Will was waiting outside of the curtain when I came out. After I spent some time with Kayla and Siobhan, he drove me home. On the way, I called my mom and texted my closest friends, including Declan, to let them know Dad was gone. When we finally walked into my apartment, it had felt like a year passed since I’d left yesterday. I looked at the time on the clock as I set my purse down on the kitchen counter.

“Oh my God, Will. It’s almost eleven o’clock. Your shift started at eight, didn’t it?”

He rubbed my arms. “Kurt Addison was on tonight. He owed me a favor, so he’s going to stay until I get there. I’ll go in and relieve him in a little while, and then I’ll work on finding people to cover my shifts for a few days.”

“You don’t have to do that.”

He kissed the top of my head. “I want to. This is going to be a tough week for you.”

I leaned against his chest, suddenly exhausted.

“You haven’t eaten anything in more than twenty-four hours,” he said. “Do you want me to make you something?”

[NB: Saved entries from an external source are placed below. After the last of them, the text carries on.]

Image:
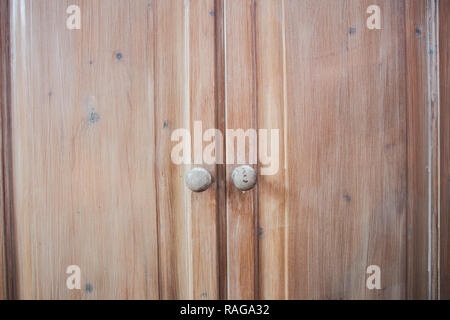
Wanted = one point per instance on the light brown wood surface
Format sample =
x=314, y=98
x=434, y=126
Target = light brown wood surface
x=240, y=106
x=417, y=145
x=88, y=179
x=444, y=60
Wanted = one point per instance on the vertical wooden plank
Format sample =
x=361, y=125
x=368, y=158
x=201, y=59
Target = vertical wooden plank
x=444, y=59
x=172, y=112
x=240, y=114
x=221, y=167
x=346, y=149
x=433, y=118
x=417, y=96
x=202, y=90
x=83, y=152
x=271, y=192
x=5, y=86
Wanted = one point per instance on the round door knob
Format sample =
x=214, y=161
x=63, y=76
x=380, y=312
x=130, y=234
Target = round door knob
x=244, y=177
x=198, y=179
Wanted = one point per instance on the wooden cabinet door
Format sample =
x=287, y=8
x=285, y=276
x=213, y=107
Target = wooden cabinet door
x=88, y=123
x=353, y=108
x=91, y=113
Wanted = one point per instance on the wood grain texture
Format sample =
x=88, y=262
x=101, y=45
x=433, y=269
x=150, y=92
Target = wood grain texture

I shook my head. “I’m too tired to even chew. I think I’m going to take a quick shower though.”

“Okay. While you do that, I’ll make you some soup.” He winked at me. “There’s no chewing involved.”

I took a long, steaming-hot shower and slipped into a furry bathrobe. My face was puffy from all the crying, and I left my hair wrapped in the towel because I was too lazy to brush it. Basically, I looked like hell, but didn’t have the energy to care.

In the kitchen, Will had set two bowls of steaming soup on the table. He pulled out a chair for me as I padded into the room.

“I found chicken noodle and tomato soup. I figured the tomato soup involved less chewing, but seeing that it expired a year and a half ago, I thought you’d be better off with a few noodles.”

I smiled and sat down. “Thank you.”

“Oh, and I almost forgot…” He turned around and grabbed something from the counter. “You also had this hidden behind the cans.” Will placed a shot glass filled with M&Ms on the table. “Do you hide candy for emergencies or something?”

My heart felt heavy. Yet again, Declan had found a way to remind me of him—not that my thoughts were ever too far away.

“I guess I just forgot I put them there,” I said.

After we ate our soup, I couldn’t wait to curl up in a ball in my bed. Will climbed in behind me and snuggled for a while, but eventually he had to leave for the hospital. He must’ve thought I was sleeping as he ever so carefully slipped out from the room. Rather than let him know I wasn’t, I kept my eyes closed and stayed quiet.

I hadn’t slept in more than a day and a half; I was physically and emotionally exhausted, yet I couldn’t fall asleep. I kept thinking about how much time I’d wasted, how many years I’d kept my distance from my father—and now he was gone. It was a real reminder that life moved fast, and it was so important to spend as much time as possible with the people you loved. I couldn’t go back, but I could make that a priority in the future.